If you decide you want a real wooden deck your contractor will usually give you two options a) pressure treated deck b) ipe deck. Option a will be a lot more economical, but will have a lot of problems with splinters, termites, rotting, which means the deck will probably only last around ten (10) years. Option b has a lot of advantages, such as being rot resistant, scratch proof, won’t splinter, does not require a lot of maintenance, and is one of the most durable woods on earth, lasting up to 70 years. You’ll probably love the idea of using option b until you hear the price.
Cumaru is another option that might be the happy compromise you were looking for! It has all the amazing properties of ipe wood but at a lower cost. So if cumaru and ipe are so similar, what exactly makes them different?
Cumaru has lighter color than ipe. Cumaru has quite a bit of color variation, which means it can range from a golden brown to a reddish-brown coloring. If you do not oil or otherwise maintain cumaru, it will get “sun-bleached” and turn a silver patina color just like ipe, but when first installed ipe is a darker color than cumaru. That said, depending on the type of oil or sealer used, cumaru can be stained to look darker.
The international standard on how to measure wood’s hardness is using the Janka hardness scale. Basically, the Janka hardness test measures how resistance a sample of wood is to denting and wear.

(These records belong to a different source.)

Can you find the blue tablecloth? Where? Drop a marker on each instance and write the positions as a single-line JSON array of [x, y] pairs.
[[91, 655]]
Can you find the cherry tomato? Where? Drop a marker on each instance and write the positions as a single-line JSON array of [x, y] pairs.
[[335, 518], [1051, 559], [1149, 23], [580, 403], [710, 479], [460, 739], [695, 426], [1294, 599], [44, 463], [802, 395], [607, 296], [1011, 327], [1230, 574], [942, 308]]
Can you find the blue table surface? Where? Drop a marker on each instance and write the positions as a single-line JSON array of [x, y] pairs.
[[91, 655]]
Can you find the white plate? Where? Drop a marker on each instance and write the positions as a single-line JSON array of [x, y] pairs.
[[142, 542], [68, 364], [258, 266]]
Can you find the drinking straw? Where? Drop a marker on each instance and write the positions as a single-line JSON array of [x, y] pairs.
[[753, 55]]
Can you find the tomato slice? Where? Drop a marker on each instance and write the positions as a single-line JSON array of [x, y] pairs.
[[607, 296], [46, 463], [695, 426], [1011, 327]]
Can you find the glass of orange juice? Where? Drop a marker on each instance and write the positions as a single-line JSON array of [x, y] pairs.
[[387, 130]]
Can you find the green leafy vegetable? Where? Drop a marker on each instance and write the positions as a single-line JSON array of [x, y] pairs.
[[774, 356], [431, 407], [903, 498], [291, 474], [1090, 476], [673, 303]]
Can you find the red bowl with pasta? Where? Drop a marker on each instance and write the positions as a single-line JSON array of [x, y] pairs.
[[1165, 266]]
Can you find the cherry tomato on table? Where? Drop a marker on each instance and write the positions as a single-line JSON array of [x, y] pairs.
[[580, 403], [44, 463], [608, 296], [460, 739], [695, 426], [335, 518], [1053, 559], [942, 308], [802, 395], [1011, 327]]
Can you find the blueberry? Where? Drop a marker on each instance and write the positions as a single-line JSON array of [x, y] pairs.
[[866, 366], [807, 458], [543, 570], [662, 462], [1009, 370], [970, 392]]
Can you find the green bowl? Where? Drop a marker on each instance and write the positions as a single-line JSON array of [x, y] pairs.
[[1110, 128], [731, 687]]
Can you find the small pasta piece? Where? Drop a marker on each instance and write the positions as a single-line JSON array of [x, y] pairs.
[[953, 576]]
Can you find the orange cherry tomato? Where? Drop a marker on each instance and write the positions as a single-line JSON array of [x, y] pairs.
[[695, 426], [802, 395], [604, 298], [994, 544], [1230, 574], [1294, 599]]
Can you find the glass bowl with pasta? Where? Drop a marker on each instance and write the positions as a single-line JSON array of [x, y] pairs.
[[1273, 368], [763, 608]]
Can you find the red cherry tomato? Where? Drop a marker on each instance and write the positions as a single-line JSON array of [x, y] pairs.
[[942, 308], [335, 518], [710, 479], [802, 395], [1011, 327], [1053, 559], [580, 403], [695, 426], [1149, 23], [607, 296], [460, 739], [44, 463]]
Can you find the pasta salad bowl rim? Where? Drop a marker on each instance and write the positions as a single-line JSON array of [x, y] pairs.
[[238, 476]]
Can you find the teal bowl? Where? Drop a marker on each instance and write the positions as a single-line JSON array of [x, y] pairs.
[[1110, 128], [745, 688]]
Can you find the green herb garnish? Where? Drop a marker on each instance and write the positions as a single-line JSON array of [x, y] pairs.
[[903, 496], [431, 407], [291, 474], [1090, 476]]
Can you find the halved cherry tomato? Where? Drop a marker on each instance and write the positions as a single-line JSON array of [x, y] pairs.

Ipe has one of the highest rankings, but cumaru is not far behind. Cumaru has a 3,330 lbf (14,800 N) whereas ipe has 3,510 lbf (15,620 N), which is only a 5% difference. Compare that to the 380 lbf (1,690 N) hardness of pine, and you can see that cumaru is very durable and hard.
Like ipe, cumaru is incredibly durable, thanks to its tight grain and natural oils that keep fungus, rot, and insects from attacking it. It has some other great advantages (like ipe) such as not overheating in the sun, not splintering, and not bending. In fact, as compared to ipe, cumaru only has a 2% bending difference.
The biggest difference between ipe and cumaru lies in the price. Cumaru is a more cost-effective option. Generally, when buying cumaru you will save about 30% as compared to ipe. That can make a big difference, especially if you have a larger area to cover.
Overall, cumaru is an excellent choice as a decking wood. It’s strength, hardness and stability make it suitable for all climates, which is why it is seen especially often in tropical and subtropical areas. It is also a great choice for siding, rain screens, louvers, boardwalks, and pergolas. The decking boards come in many different sizes and can be easily milled for tongue and groove applications. It is a robust and beautiful wood that can be trusted to last and give you a great value for your money!